All relevant rulings issued or amended by Revenue since January 1 2014 will be subject to exchange of information under the Regime, regardless of whether they remain in effect.
Timing of exchange
Rulings issued or amended prior to April 1 2016 which are subject to exchange of information under the OECD Framework must be exchanged by December 31 2016. Rulings issued or modified since April 1 2016 must be exchanged under the OECD Framework as soon as possible but within three months of delivery to the competent authority.
Rulings and opinions issued or amended between January 1 2012 and December 31 2016 which are subject to exchange of information under the EU Rules must be exchanged by January 1 2018. A ruling issued on or after January 1 2017 must be exchanged under EU Rules within three months of the half calendar-year in which it was provided.
The OECD Framework and EU Rules are not mutually exclusive and as such a ruling may be subject to exchange of information under both measures.
Recipients of rulings
Information exchanged under the OECD Framework will be provided to tax authorities in the country of residence of relevant related parties and parent companies that have entered into arrangements with Ireland to spontaneously exchange information (i.e. double tax treaties, tax information exchange agreements or the Convention on Mutual Administrative Assistance in Tax Matters).

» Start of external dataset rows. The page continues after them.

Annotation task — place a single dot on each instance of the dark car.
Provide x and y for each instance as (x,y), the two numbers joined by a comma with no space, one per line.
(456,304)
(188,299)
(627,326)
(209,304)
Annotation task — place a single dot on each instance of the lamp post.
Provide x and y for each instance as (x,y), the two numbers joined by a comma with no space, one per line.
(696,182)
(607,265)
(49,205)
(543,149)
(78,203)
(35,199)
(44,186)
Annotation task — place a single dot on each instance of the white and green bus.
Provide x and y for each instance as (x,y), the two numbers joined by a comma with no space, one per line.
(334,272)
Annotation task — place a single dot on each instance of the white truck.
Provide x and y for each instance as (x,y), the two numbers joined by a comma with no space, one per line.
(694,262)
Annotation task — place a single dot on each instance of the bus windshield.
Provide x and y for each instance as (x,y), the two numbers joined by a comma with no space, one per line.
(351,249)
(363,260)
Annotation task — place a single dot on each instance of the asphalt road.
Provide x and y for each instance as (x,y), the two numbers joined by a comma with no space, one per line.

The countries with which Revenue may exchange information under the OECD Framework include 20 EU Member States, Australia, Brazil, Canada, India, Japan, Russia, South Korea, Switzerland and the US.
Information exchanged under the EU Rules will be provided to all other EU member states. It is important to note that the EU Rules apply to all tax rulings and opinions falling within the above categories issued by EU Member States and not just to intra-EU situations.

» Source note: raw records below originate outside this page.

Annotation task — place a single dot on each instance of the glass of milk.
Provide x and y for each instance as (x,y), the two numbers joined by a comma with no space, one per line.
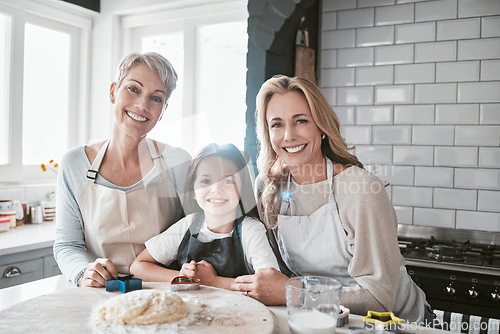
(312,304)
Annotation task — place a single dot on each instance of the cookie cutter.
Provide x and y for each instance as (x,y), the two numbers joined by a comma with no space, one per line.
(124,284)
(184,283)
(382,320)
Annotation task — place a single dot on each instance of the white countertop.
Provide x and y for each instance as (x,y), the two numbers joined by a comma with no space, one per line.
(27,237)
(16,294)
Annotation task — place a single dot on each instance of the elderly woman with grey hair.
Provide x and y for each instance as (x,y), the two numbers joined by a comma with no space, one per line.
(114,195)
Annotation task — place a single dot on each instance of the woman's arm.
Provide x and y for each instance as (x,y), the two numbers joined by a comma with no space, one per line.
(368,217)
(147,268)
(69,246)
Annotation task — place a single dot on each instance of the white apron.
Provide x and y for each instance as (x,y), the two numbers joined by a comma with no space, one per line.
(317,245)
(117,223)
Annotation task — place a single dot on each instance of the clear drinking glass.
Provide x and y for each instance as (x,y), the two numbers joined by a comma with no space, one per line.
(312,304)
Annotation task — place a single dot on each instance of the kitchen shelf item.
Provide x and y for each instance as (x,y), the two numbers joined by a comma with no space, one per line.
(343,318)
(4,224)
(11,215)
(184,283)
(124,284)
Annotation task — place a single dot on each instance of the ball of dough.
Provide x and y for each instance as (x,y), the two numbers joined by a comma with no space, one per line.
(144,307)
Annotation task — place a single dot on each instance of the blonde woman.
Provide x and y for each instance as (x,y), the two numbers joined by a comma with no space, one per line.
(326,214)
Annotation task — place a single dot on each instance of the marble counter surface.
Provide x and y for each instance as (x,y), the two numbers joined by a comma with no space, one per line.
(27,237)
(14,295)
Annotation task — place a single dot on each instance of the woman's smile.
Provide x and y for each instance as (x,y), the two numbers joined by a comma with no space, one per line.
(135,116)
(295,149)
(294,135)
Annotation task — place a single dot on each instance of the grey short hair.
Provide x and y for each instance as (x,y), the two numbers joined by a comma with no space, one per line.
(154,61)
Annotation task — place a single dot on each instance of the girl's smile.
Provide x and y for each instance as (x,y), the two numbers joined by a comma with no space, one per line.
(217,190)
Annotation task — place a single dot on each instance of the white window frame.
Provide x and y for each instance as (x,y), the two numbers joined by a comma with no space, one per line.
(183,16)
(78,25)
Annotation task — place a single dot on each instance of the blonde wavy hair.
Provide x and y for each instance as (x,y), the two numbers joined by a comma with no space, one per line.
(272,168)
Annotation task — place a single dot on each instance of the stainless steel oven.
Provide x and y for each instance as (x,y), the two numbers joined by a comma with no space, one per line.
(459,271)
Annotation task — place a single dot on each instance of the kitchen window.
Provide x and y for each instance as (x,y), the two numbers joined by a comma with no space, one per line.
(42,87)
(207,45)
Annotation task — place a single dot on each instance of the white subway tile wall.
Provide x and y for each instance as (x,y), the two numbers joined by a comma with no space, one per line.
(416,86)
(404,214)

Information to be exchanged
In order to satisfy the requirements of exchange of information under the regime, Revenue will be obliged to exchange:
§ the identity and corporate group of the relevant taxpayer;
§ the date, duration and reference number of the opinion;
§ the quantum involved in the transaction; and
§ details of the taxpayer’s main business activities, annual turnover and the most recent net profit and loss figures available.
Revenue is also obliged to include a summary of the ruling, excluding commercially sensitive information. Under the OECD Framework, Revenue must identify countries with which the information will be exchanged. Under the EU Rules, Revenue will identify member state likely to be concerned with the opinion along with details of entities likely to be affected and, in the case of an APA, a description of transfer pricing methods and criteria used.

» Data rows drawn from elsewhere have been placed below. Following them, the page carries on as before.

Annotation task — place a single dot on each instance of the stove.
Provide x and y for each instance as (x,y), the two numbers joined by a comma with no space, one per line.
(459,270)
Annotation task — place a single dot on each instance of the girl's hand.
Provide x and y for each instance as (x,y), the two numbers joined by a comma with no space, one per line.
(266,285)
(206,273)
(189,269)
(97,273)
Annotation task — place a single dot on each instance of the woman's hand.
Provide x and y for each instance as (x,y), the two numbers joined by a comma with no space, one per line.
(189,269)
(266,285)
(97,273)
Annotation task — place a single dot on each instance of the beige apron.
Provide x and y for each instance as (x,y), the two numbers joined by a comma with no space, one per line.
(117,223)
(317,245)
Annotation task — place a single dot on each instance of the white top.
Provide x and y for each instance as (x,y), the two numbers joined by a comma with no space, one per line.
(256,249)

Exchange of information is a sensitive and topical issue globally and, accordingly, the increased certainty and clarity in this area is welcomed. Taxpayers with rulings within the remit of the regime will be notified by Revenue of any exchange. Importantly, information communicated by Revenue will be subject to confidentiality protections provided for under EU law or the applicable legal instrument, as appropriate.
Taxpayers should be aware of the potential exchange of information implications for all correspondence with Revenue on cross-border matters. All necessary precautions should be taken to ensure that sensitive information submitted to Revenue, together with all underlying information and advice, is protected to the greatest possible extent.